O medo humano manifesta-se em múltiplas dimensões que vão do instinto biológico à manipulação política. Compreender esta complexidade é essencial para distinguir entre proteção legítima e submissão instrumentalizada.
O medo como instinto vital
O medo originário é um mecanismo de sobrevivência necessário, inscrito biologicamente antes de qualquer construção cultural. Ele protege-nos de perigos reais e prepara o corpo para responder a ameaças concretas. Este medo é pré-moral e funcional. O problema surge quando deixa de responder a perigos objetivos e passa a ser alimentado por narrativas, cenários projetados e imaginação ansiosa, transformando-se num estado permanente de suspeita.
O medo social e a tirania da imagem
Existe um medo mais subtil mas igualmente poderoso: o receio do julgamento alheio.
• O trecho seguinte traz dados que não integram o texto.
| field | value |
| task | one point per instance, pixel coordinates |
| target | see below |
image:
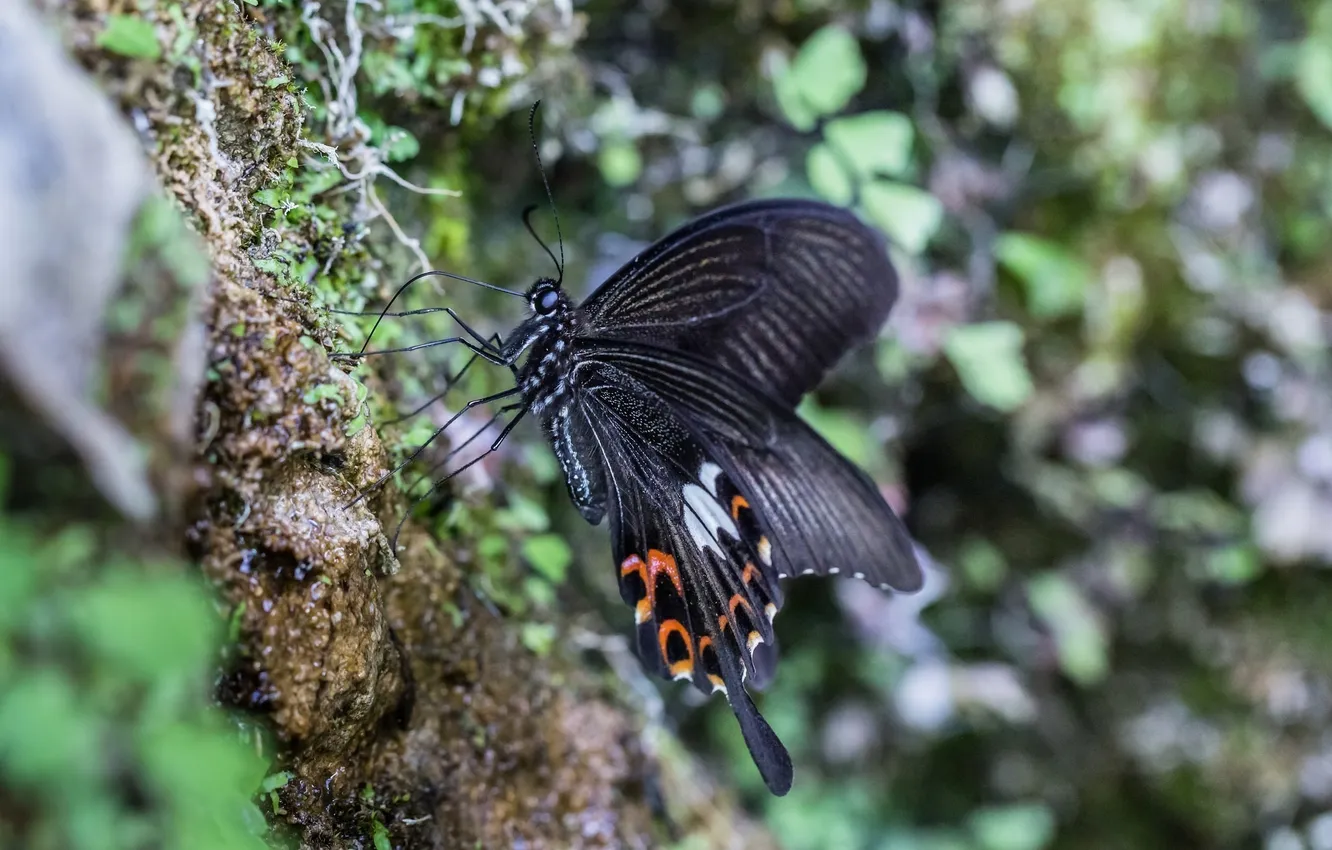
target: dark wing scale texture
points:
(821, 514)
(773, 291)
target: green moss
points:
(104, 668)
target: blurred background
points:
(1103, 401)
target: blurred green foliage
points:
(107, 738)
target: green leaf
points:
(275, 781)
(1028, 826)
(273, 199)
(129, 36)
(827, 176)
(148, 628)
(989, 361)
(45, 736)
(842, 432)
(620, 163)
(1232, 565)
(398, 144)
(1071, 620)
(17, 576)
(538, 637)
(549, 554)
(829, 69)
(1054, 277)
(910, 216)
(1314, 75)
(522, 514)
(875, 143)
(797, 112)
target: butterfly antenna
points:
(536, 151)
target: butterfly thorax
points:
(545, 343)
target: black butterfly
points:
(669, 399)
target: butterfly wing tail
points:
(766, 749)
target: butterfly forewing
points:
(773, 291)
(819, 513)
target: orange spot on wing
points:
(633, 564)
(657, 564)
(738, 504)
(685, 666)
(749, 574)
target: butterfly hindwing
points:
(773, 291)
(702, 604)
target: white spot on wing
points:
(705, 518)
(765, 550)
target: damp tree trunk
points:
(168, 383)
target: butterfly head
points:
(546, 299)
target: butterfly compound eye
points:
(545, 301)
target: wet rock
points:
(71, 180)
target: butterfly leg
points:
(449, 381)
(440, 482)
(432, 438)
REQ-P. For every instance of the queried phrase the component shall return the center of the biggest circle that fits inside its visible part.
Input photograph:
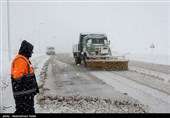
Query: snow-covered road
(66, 87)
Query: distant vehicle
(94, 50)
(50, 50)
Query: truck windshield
(98, 41)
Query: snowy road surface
(64, 78)
(66, 87)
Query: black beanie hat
(26, 49)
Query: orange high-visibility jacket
(20, 67)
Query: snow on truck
(94, 51)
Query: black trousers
(24, 104)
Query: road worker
(23, 80)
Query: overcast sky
(130, 26)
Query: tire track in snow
(157, 101)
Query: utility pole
(8, 25)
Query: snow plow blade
(107, 64)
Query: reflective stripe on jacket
(23, 77)
(20, 67)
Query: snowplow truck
(93, 50)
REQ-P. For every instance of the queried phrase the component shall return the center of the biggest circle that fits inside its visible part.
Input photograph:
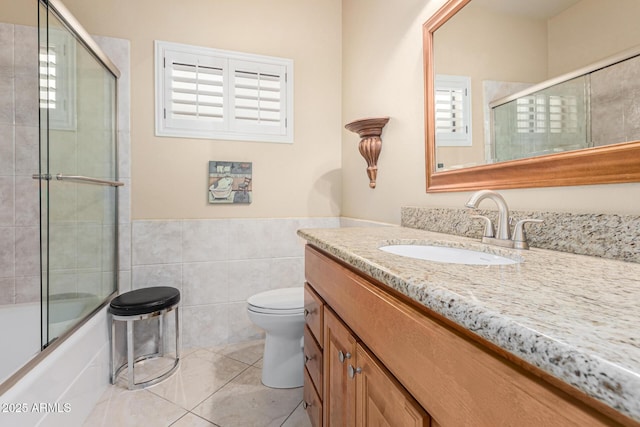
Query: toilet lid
(279, 299)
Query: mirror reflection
(521, 79)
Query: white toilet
(280, 313)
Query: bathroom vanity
(550, 340)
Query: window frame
(230, 127)
(453, 139)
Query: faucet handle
(519, 236)
(488, 225)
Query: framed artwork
(229, 182)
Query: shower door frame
(83, 37)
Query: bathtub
(20, 327)
(20, 332)
(72, 373)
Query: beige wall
(382, 75)
(590, 31)
(169, 175)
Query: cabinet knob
(351, 371)
(342, 356)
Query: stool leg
(112, 364)
(130, 373)
(161, 335)
(177, 334)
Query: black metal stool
(143, 304)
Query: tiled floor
(213, 387)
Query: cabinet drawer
(311, 402)
(313, 359)
(457, 380)
(313, 312)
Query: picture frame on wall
(230, 182)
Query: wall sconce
(370, 142)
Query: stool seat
(143, 304)
(144, 301)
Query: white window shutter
(453, 111)
(194, 91)
(210, 93)
(259, 92)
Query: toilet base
(283, 362)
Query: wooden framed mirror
(614, 163)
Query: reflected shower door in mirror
(547, 101)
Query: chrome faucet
(503, 238)
(503, 210)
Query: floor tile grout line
(295, 408)
(221, 387)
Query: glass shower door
(78, 173)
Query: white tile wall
(217, 264)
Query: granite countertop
(576, 317)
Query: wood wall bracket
(370, 144)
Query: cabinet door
(380, 399)
(339, 391)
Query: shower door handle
(88, 180)
(79, 179)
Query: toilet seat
(278, 301)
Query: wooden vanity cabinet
(359, 391)
(411, 368)
(313, 355)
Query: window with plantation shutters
(209, 93)
(453, 111)
(57, 80)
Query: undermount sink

Tememos perder reconhecimento, estatuto e pertença social. Este medo já não protege o corpo, mas sim uma máscara identitária que construímos. Ele gera conformismo, silêncio e cumplicidade passiva, explicando por que pessoas inteligentes aceitam narrativas que interiormente reconhecem como frágeis. Discordar exige mais coragem do que obedecer, e o pensamento crítico torna-se doloroso quando a dignidade depende do aplauso externo.
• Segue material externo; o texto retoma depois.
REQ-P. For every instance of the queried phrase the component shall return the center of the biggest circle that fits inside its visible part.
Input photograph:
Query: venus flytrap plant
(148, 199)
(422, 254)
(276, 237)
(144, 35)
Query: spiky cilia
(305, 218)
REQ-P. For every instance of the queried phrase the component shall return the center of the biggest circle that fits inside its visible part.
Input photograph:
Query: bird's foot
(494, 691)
A dimensão teológica: da confiança à idolatria
Na perspectiva bíblica, o medo surge quando se rompe a confiança ontológica fundamental. Quando uma sociedade perde a confiança no sentido, no futuro e na justiça, substitui essas âncoras pela segurança absoluta, que se transforma em ídolo. O diferente, o estrangeiro e o dissidente deixam de ser pessoas para se tornarem símbolos do caos. O medo deixa de perguntar "o que é verdadeiro?" para apenas questionar "o que me protege?".
O medo como ferramenta de poder
As elites políticas, económicas e mediáticas reconhecem o medo como instrumento eficaz de governo porque ele simplifica a realidade, suspende o pensamento crítico e legitima decisões excecionais. Em contextos como a guerra na Ucrânia, o medo é amplificado em múltiplas direções, transformando cidadãos em espectadores emocionais dispostos a aceitar sanções, censuras e sacrifícios sem debate proporcional. O medo deixa de ser reação pontual para se tornar condição permanente de governação.
Pensar o medo como acto de libertação
O verdadeiro problema não é sentir medo, mas não o interrogar. Pensar o medo exige perguntar: é proporcional ao perigo? Quem beneficia dele? Que imagens o alimentam? Que silêncios impõe? Quem pensa criticamente o próprio medo não se torna violento, mas livre. E essa liberdade é sempre incómoda para quem governa através da ansiedade coletiva.
A parábola do vale enevoado
O autor conclui com uma parábola ilustrativa: num vale cercado por montanhas, uma névoa desceu e alguns começaram a falar de monstros invisíveis. Uma torre foi erguida por quem prometia segurança. As gerações seguintes cresceram temendo atravessar o vale, não pela névoa em si, mas pelas narrativas que a rodeavam. Um idoso que se lembrava do caminho ensinou que "a névoa não mata; o que mata é esquecer para onde se ia". Os que ousaram atravessar descobriram que a névoa apenas escondia, não destruía. A torre permanecia de pé, mas vazia, funcionava apenas enquanto todos acreditavam na sua necessidade.
Um povo que pensa o seu medo torna-se perigoso não para os outros, mas para quem vive do medo deles.